Since the rate of motion of the Sun is approximately 59 minutes arc per day, and its mean apparent diameter 32 minutes arc, it takes approximately thirteen hours, or just over half a day, for the Sun to completely change signs; therefore anybody born within about 6½ hours of the Sun’s ingress time into a new sign will be subject to the influences of both signs.
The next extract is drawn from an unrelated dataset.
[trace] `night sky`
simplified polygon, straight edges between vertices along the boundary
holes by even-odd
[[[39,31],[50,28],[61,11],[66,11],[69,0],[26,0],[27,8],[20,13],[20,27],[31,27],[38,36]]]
The rate of motion of the Moon is approximately 12.2º arc per day, and its apparent diameter about 31’26”, or 0.523º, it will travel by the arc of its own apparent diameter roughly 12.2 / 0.523 = 23.3 times a day, and therefore the time it takes to cross a single point such as a sign cusp will be 23.3 / 24 = 0.97 hours, or 58 minutes and 10 seconds. Therefore, anybody born within about 29 minutes of the Moon’s ingress time into a new sign will be subject to the influences of both signs.

 

Continue To Part Two of Two…

 

[1] NB: This article was written at the age of 28 from the theoretical standpoint of postulating a physically causal model of astrology. It is readily acknowledged that such a model is not accepted by the majority of astrologers today and was not accepted by the majority of astrologers in 2003 either. I nonetheless feel it was a useful exercise in bringing issues of reason and relative measurements to the table in the consideration of how and why astrology may work in the objective world.